A command-line interface (CLI) tool for training and using a Quantitative Structure-Activity Relationship (QSAR) model for ligand-based virtual screening. The tool allows users to train a model using known active and inactive molecules and then use the trained model to screen new molecules for potential activity against a specific target.
The tool provides two main commands:
train: Train a QSAR model using active and inactive molecules.
screen: Screen new molecules using the trained QSAR model.
Training the Model
python qsar_model.py train --active ACTIVE_FILE --inactive INACTIVE_FILE [OPTIONS]
Screening Molecules
python qsar_model.py screen --input INPUT_FILE [OPTIONS]
--verbose, -v: Increase verbosity level (can be used multiple times for more verbosity).
--active: Path to the file containing SMILES strings of active molecules (one per line). (Required)
--inactive: Path to the file containing SMILES strings of inactive molecules (one per line). (Required)
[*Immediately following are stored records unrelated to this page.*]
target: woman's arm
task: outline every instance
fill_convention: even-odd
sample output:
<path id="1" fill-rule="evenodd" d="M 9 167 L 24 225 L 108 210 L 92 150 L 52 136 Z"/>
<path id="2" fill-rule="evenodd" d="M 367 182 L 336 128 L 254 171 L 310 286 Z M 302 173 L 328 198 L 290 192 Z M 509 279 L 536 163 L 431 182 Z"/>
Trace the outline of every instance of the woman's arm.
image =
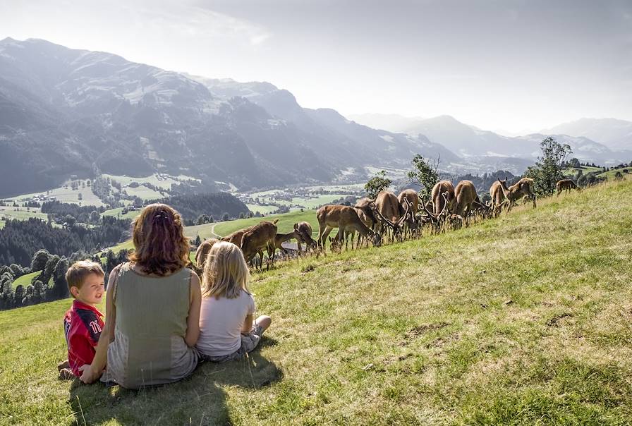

--model-path: Path to save the trained QSAR model. (Default: qsar_model.pkl)
--input: Path to the file containing SMILES strings of molecules to screen (one per line). (Required)
--model-path: Path to the trained QSAR model. (Default: qsar_model.pkl)
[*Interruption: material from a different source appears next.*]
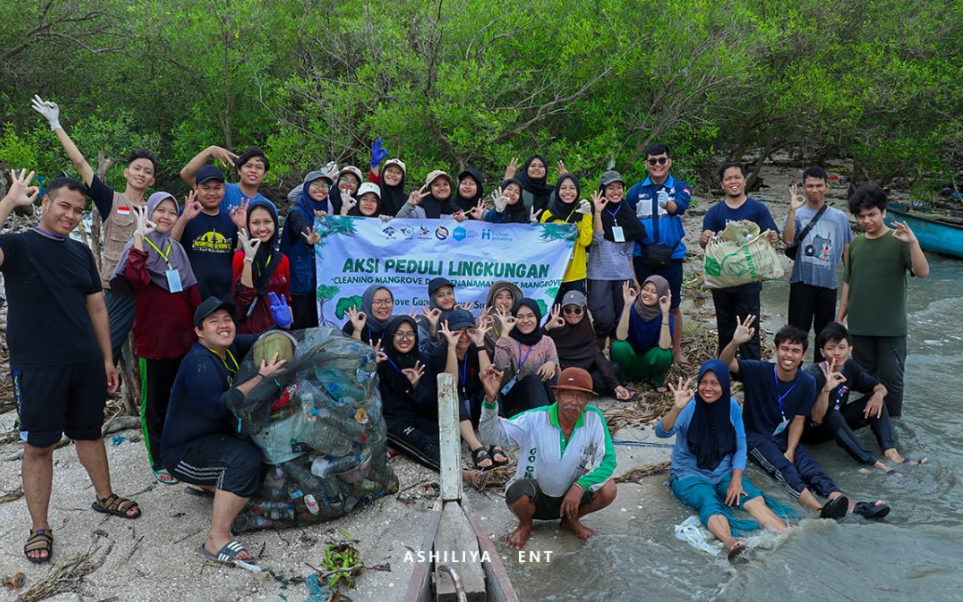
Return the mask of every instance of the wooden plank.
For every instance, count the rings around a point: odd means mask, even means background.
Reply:
[[[439,386],[439,493],[442,501],[462,499],[462,440],[459,436],[459,396],[456,377],[443,372]]]
[[[459,504],[446,502],[443,506],[432,551],[436,557],[433,571],[436,602],[457,602],[459,599],[452,579],[439,572],[441,565],[447,565],[459,574],[469,602],[486,602],[486,573],[480,562],[479,542]]]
--output: Path to save the prediction results. (Default: predictions.csv)
--threshold: Probability threshold for classifying molecules as active. (Default: 0.5)
The predictions will be saved in predictions.csv with the following columns:
SMILES: The SMILES representation of the molecule.
Activity_Probability: The predicted probability of the molecule being active.
Predicted_Class: The classification ('Active' or 'Inactive') based on the specified threshold.